Kurtulmuş, 19 Mayıs'ta Samsun'un ardından Amasya Tamimi, 7 Temmuz'da Erzurum Kongresi ve sonuçta orada şekillenen fikirlerin nihai bir noktaya doğru erişmesi ve topyekun bir mücadele kararının verilmesiyle birlikte Sivas Kongresi'nde tarihi bir adım atıldığını belirtti.

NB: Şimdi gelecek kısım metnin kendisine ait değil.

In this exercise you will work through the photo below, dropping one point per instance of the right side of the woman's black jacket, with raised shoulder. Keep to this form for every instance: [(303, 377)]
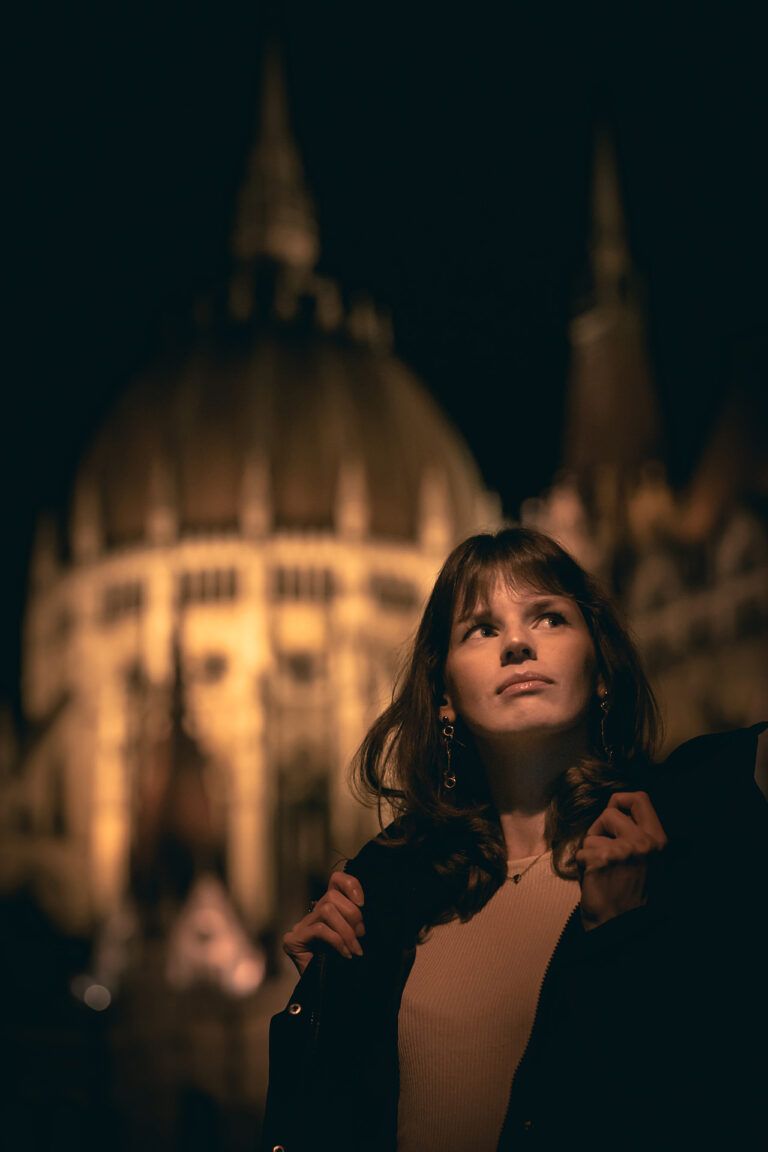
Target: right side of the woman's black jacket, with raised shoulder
[(648, 1026)]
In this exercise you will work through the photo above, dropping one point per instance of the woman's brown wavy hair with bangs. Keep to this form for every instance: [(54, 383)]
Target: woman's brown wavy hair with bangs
[(401, 761)]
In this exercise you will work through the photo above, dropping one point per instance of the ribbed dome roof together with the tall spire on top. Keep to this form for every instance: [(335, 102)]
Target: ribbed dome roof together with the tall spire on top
[(291, 410)]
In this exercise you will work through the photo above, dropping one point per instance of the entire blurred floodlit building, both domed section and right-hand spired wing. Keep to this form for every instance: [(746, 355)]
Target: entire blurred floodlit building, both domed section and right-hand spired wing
[(253, 535)]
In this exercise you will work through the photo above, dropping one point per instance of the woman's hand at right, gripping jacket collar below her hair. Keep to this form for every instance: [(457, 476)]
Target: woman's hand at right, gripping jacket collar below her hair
[(618, 853)]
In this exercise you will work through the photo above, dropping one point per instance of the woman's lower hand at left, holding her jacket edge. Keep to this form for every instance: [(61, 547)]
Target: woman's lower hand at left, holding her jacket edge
[(336, 920)]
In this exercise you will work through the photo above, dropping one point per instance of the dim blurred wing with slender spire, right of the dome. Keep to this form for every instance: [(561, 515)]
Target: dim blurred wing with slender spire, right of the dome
[(690, 566)]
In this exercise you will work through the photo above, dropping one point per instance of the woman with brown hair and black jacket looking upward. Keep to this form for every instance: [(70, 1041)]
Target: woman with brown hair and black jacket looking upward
[(536, 951)]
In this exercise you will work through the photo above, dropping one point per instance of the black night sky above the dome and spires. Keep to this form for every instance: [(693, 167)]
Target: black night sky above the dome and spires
[(450, 162)]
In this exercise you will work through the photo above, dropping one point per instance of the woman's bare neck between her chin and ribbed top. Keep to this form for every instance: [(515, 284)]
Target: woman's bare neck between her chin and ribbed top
[(521, 778)]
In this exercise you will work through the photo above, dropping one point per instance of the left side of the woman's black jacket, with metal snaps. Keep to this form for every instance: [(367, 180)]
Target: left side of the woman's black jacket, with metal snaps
[(333, 1051)]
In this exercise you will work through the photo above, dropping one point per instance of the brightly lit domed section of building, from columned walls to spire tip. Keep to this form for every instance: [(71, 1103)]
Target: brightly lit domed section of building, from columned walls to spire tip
[(253, 535)]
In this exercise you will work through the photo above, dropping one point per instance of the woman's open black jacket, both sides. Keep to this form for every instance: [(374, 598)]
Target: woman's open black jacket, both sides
[(648, 1032)]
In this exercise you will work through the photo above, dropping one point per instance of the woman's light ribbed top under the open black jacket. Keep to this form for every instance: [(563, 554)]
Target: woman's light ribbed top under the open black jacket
[(468, 1010)]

Sivas Kongresi'nde yer alan bütün büyükleri, başta Gazi Mustafa Kemal Atatürk olmak üzere minnet ve şükranla yad ettiklerini dile getiren Kurtulmuş, "Bazen insanlar, içinde bulundukları dönemin önemini belki yeterince yaşadıkları için o dönem içerisinde kavrayamayabilirler. 2023 yılı böylesine anlamlı ve önemli bir yıldır. Allah'a çok şükür hepimiz 2023 yılına erişmiş ve 2023'ten hem geçmişe doğru bir asırlık Cumhuriyetimizin birikimlerini değerlendirebilecek hem de 2023'ten sonra Türkiye'nin ikinci asrını, Cumhuriyetin ikinci asrını yani Türkiye Yüzyılı hedeflerini tasarlayabilecek bir noktadayız. 2023, bir asır evvel başlatılan büyük mücadelenin adımlarının döşendiği bir mücadelenin üzerinden tam bir asır geçtikten sonra gerçekleştirdiğimiz bir tarihtir." diye konuştu.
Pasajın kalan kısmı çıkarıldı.